At the same time, determine if you could contribute additional money to your Traditional or Roth IRA . With these IRAs, you contribute a maximum of $5,500 if you’re under 50, and $6,500 if you’re over 50. A traditional IRA reduces your taxable income immediately, whereas a Roth IRA is money you’ve invested after-taxes.

Spend Down Your Flex Plan


It’s time to use it or lose it. Some employer-offered flexible savings accounts require you to spend all the money you’ve accumulated over the year before December 31. Don’t let this money slip through your fingers simply because you didn’t visit the doctor enough.

Not sure what you can spend your flexible savings account on? Check out this list of approved expenses .

Reevaluate Your Company Benefits


Around this time of year, many Human Resources departments are sending out healthcare plan information. Whether or not your healthcare coverage is changing, review your company benefits as whole and see if the plan you have right now works best for your family.

For instance, if you’re a single person with few health issues, you may be paying too much for a gold-level plan. Do you really need access to 20,000 doctors throughout the nation? You may if you travel a lot, but you may also be covered just as well by a healthcare plan that offers a Health Savings Account.

Review your options now before plan coverage kicks in on January 1.

Evaluate Your Investment Portfolio


As we close out the year, it’s time to check out your portfolio and evaluate its performance. This year had some ups and downs, so you could have either gained or lost money this year. Depending on your situation, discuss with your tax professional or Certified Financial Planner and see if it would benefit you to do tax-loss harvesting .

If you do decide to sell some of your investments, the end of the year is also a good time to ensure your portfolio is balanced with a diversified mix of investments. Again, how you balance your portfolio will depend on your situation, and your tax professional or CFP can give you more guidance.

Make Charitable Donations


The end of the year is a great time to review any charitable contributions you’ve made throughout the year and determine if you could (or want to) do more, and consider maxing out other investment plans you have. Many people donate to charity throughout the year, so gather up any receipts you’ve collected, especially the ones Goodwill or other donation centers have provided you. You may realize you still have the capacity to donate more, and get a deduction for your charity.

Review Your Income


If you’ve seen an increase in your income or expect to see an increase the following year, you may want to see if your current traditional IRA is right for you. Depending on your current income and your projected income in the future, a Roth IRA conversion may be a better option.

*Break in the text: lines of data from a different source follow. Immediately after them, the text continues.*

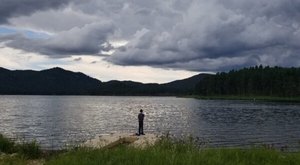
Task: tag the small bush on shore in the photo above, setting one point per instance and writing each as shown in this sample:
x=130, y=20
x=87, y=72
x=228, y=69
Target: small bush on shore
x=6, y=145
x=30, y=150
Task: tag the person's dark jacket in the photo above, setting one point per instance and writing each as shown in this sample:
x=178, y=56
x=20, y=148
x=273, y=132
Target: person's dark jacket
x=141, y=116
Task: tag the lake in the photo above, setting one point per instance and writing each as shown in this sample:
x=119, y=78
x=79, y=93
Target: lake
x=58, y=121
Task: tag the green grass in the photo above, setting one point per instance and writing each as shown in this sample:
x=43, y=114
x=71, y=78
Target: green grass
x=253, y=98
x=6, y=145
x=28, y=150
x=166, y=151
x=175, y=153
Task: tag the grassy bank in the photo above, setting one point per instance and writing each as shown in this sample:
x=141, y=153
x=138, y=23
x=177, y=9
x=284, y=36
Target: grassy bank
x=165, y=152
x=252, y=98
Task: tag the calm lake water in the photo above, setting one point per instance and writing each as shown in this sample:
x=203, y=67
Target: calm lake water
x=57, y=121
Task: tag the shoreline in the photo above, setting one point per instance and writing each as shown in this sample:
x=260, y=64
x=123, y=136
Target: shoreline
x=249, y=98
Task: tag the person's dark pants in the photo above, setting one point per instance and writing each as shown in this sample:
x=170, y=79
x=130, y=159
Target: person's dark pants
x=141, y=127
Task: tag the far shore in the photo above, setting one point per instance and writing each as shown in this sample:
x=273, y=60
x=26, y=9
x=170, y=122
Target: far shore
x=250, y=98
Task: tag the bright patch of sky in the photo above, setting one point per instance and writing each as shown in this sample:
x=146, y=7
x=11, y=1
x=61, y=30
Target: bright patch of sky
x=27, y=33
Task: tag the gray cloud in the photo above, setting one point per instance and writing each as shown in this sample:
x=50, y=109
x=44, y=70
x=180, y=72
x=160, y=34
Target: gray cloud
x=196, y=35
x=14, y=8
x=217, y=35
x=90, y=39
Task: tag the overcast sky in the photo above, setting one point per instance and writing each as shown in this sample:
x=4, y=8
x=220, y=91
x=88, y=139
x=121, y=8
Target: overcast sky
x=148, y=41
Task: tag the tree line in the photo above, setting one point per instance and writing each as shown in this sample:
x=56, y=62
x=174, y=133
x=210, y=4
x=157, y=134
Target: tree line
x=253, y=81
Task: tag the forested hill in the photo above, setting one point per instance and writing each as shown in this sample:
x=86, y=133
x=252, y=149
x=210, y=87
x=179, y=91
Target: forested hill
x=57, y=81
x=253, y=81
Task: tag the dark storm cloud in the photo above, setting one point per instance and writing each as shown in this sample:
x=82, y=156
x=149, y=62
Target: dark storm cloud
x=218, y=35
x=195, y=35
x=14, y=8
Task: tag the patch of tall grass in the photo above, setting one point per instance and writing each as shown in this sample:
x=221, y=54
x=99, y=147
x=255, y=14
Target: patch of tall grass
x=175, y=152
x=29, y=150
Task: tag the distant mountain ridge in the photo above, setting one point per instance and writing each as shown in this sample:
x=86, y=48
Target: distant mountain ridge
x=57, y=81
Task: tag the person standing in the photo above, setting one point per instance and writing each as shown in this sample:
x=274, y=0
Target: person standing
x=141, y=123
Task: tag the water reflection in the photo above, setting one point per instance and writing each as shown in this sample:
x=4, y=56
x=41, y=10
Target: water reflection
x=55, y=121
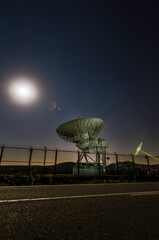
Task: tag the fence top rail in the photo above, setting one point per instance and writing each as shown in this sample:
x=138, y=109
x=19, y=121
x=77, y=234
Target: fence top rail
x=69, y=151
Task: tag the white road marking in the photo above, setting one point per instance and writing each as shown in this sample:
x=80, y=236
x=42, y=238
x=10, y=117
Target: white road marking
x=130, y=194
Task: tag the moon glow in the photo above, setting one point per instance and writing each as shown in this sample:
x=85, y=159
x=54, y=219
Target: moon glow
x=23, y=91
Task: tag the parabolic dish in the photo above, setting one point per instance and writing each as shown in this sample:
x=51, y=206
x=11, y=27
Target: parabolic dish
x=72, y=130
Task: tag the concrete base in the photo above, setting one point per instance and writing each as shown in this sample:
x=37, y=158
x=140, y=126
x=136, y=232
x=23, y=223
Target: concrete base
x=87, y=169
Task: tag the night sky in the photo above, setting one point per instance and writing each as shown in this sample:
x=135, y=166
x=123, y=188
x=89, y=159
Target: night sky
x=87, y=58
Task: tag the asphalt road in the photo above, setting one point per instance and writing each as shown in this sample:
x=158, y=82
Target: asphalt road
x=101, y=211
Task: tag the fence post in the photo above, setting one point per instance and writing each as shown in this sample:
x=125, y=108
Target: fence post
x=133, y=166
x=55, y=162
x=148, y=164
x=98, y=162
x=44, y=157
x=30, y=157
x=117, y=165
x=1, y=155
x=78, y=162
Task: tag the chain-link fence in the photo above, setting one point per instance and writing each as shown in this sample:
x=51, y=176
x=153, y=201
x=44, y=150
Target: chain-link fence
x=60, y=162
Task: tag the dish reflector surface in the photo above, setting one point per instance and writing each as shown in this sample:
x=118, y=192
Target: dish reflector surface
x=79, y=128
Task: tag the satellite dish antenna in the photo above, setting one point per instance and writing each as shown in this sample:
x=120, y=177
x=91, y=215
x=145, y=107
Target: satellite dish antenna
x=83, y=132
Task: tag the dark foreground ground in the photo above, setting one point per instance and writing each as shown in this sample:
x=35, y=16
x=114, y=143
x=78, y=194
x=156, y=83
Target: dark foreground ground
x=113, y=211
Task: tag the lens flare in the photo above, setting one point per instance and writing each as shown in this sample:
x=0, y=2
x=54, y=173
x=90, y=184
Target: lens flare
x=23, y=91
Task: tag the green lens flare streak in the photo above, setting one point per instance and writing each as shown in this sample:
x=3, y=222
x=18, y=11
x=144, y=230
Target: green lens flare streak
x=139, y=150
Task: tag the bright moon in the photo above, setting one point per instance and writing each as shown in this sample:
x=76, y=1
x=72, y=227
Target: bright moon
x=23, y=91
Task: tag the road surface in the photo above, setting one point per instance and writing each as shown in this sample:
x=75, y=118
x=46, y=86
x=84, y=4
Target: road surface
x=92, y=211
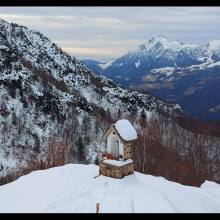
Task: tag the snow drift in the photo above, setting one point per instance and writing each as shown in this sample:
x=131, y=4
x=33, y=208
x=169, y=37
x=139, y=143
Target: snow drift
x=73, y=188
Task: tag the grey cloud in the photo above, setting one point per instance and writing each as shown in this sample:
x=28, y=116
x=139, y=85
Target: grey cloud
x=104, y=33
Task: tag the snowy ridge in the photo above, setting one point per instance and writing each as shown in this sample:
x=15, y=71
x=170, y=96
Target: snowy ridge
x=73, y=189
x=48, y=87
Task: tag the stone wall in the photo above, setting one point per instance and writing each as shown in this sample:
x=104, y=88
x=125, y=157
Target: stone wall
x=128, y=152
x=114, y=171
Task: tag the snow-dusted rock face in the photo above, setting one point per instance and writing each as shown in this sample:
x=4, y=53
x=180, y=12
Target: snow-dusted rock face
x=169, y=69
x=73, y=189
x=46, y=94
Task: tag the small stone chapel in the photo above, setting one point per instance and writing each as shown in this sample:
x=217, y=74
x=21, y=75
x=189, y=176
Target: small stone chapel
x=117, y=160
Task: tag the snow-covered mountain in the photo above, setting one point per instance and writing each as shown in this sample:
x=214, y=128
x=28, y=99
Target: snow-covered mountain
x=73, y=189
x=49, y=98
x=150, y=67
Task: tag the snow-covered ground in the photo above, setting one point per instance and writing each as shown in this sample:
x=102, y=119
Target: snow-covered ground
x=73, y=188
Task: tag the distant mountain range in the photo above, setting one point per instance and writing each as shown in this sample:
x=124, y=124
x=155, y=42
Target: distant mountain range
x=183, y=73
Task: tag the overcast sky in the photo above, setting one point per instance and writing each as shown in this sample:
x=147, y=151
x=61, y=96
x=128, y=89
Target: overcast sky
x=104, y=33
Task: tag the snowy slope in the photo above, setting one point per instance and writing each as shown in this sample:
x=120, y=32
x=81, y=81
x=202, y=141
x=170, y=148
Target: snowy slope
x=47, y=94
x=73, y=188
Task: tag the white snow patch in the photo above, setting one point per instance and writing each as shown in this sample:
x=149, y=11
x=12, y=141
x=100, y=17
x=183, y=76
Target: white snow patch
x=126, y=130
x=137, y=64
x=73, y=189
x=214, y=64
x=118, y=163
x=168, y=71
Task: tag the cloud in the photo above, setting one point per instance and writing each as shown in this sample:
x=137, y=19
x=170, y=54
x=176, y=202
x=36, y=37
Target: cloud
x=105, y=33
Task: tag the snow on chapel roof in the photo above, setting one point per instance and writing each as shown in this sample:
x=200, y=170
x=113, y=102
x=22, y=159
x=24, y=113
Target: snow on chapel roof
x=126, y=130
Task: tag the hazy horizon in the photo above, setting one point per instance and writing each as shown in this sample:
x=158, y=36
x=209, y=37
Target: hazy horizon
x=105, y=33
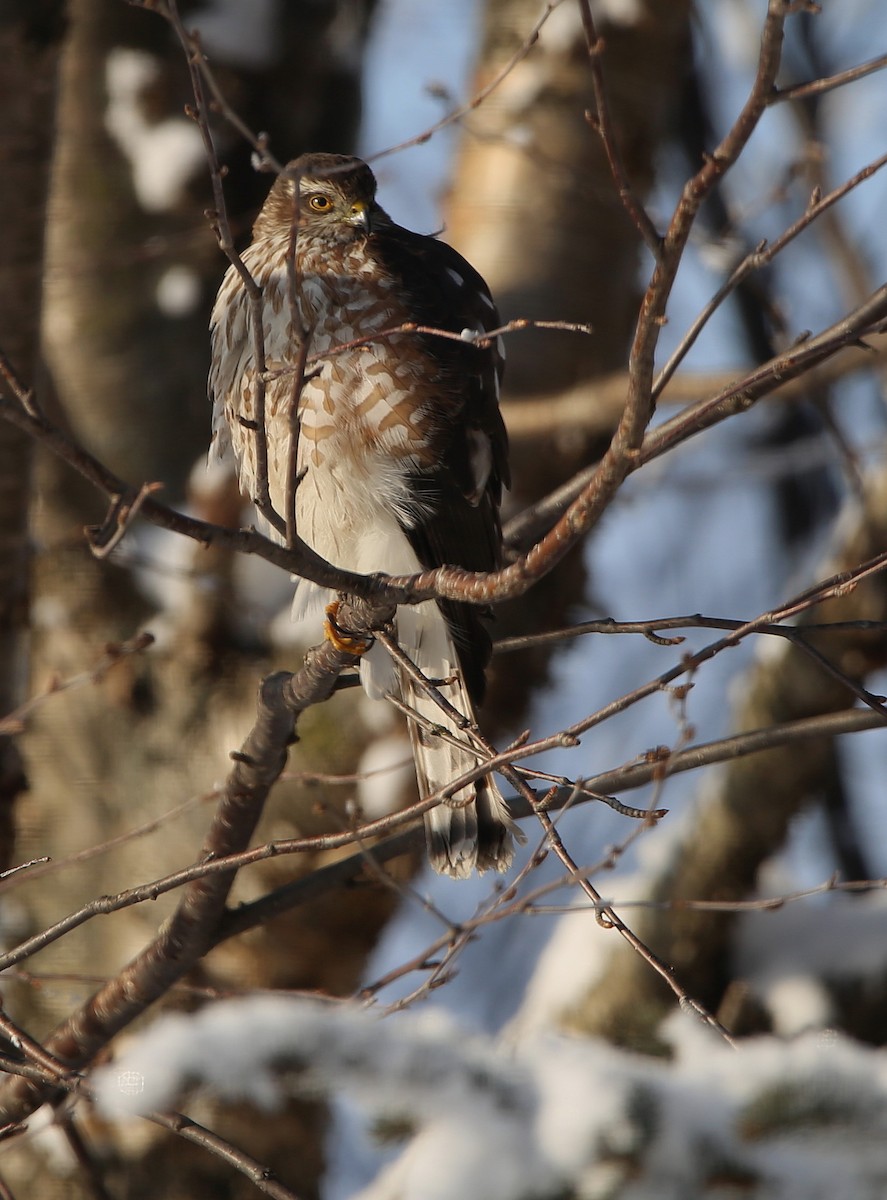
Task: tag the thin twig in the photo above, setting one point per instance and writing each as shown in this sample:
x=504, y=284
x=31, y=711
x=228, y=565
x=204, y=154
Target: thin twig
x=603, y=123
x=257, y=1173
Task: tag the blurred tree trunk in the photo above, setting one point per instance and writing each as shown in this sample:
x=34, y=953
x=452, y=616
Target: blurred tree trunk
x=127, y=375
x=745, y=815
x=29, y=49
x=535, y=210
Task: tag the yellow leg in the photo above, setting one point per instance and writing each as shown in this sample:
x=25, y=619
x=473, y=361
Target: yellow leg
x=343, y=641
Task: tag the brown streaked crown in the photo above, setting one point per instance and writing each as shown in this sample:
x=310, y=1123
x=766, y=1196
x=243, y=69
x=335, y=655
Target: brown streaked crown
x=343, y=178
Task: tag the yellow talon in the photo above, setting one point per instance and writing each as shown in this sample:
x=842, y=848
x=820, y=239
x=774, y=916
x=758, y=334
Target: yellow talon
x=342, y=640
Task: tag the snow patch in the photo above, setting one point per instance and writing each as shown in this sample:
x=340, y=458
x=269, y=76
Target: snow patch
x=163, y=156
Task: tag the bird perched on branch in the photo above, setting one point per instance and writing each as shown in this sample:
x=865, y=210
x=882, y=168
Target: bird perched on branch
x=400, y=451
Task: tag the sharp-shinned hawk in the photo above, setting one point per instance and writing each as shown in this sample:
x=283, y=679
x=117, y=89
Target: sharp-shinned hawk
x=401, y=450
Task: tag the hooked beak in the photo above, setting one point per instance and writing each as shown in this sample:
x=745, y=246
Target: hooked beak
x=361, y=216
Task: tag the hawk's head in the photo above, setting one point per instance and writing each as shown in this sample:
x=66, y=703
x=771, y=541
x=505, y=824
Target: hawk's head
x=336, y=199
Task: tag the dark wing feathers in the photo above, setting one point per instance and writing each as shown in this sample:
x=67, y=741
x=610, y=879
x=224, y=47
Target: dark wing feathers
x=460, y=527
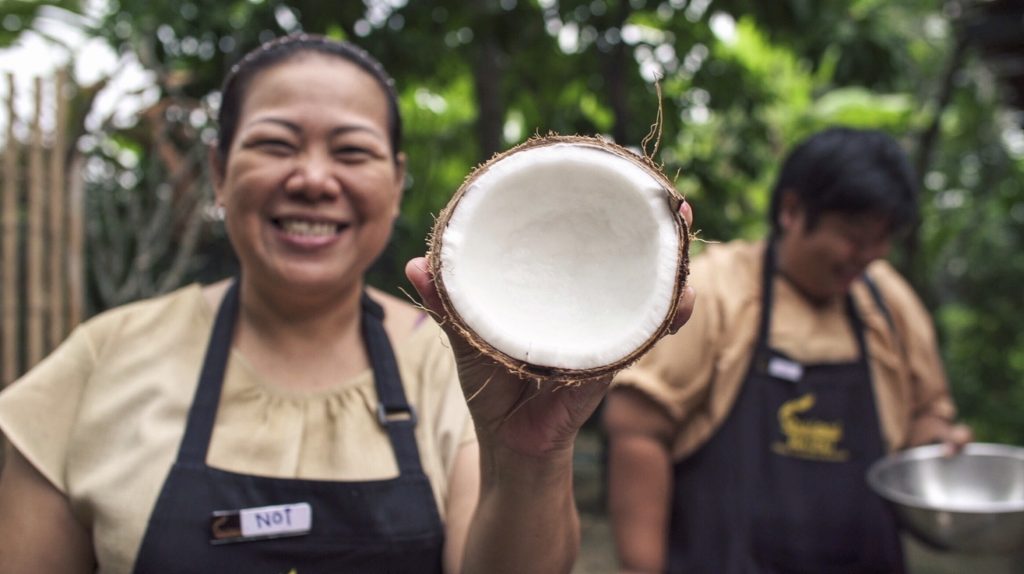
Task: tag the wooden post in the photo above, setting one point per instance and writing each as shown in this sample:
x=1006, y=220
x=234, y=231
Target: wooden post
x=36, y=236
x=58, y=194
x=76, y=243
x=8, y=356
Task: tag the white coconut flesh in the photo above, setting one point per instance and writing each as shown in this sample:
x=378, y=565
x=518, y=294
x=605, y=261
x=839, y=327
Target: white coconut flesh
x=562, y=256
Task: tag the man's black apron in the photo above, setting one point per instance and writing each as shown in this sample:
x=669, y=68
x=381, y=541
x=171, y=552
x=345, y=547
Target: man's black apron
x=780, y=487
x=375, y=526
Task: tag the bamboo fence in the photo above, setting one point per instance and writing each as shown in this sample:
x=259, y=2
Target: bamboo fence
x=42, y=236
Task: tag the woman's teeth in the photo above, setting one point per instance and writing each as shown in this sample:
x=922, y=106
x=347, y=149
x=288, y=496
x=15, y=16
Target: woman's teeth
x=308, y=228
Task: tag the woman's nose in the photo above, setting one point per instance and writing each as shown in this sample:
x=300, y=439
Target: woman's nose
x=313, y=178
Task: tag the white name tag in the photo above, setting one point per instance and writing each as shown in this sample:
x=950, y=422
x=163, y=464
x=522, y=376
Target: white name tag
x=785, y=369
x=276, y=521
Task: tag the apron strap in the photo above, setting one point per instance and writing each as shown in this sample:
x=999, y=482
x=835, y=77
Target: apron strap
x=393, y=411
x=199, y=427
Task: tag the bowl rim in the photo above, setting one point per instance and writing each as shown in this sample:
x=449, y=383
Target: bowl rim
x=933, y=451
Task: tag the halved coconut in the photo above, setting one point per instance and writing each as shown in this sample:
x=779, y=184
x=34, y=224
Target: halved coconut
x=562, y=258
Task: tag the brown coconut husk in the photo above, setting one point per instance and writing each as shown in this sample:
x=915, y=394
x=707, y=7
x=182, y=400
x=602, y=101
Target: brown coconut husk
x=542, y=372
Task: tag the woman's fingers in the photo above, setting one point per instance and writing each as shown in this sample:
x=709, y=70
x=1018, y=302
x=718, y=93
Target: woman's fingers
x=684, y=309
x=417, y=270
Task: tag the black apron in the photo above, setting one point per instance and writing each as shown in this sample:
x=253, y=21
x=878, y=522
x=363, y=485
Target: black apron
x=374, y=526
x=780, y=487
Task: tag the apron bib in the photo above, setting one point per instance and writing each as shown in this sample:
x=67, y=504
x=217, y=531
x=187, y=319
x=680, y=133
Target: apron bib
x=780, y=487
x=208, y=520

Roth IRAs are particularly good for younger employees, who will likely be in a higher tax bracket in the future. But it’s best to evaluate your future plans before making this decision.

The money moves you make before December 31 may differ slightly, depending on your current situation and any anticipated changes in 2016. If you’re expecting an addition to your family, you may want to consider investing in a college savings 529 plan, where you can save money in a tax-advantaged account for college expenses.

Or you may anticipate a big medical procedure you’re having done in 2016 and may want to increase your contributions to a Health Savings Account or your Flexible Spending Account. Considering these financial costs will help you set up accounts and plan out your savings throughout 2016.

By considering these money moves before December 31, you will put yourself on solid ground for 2016.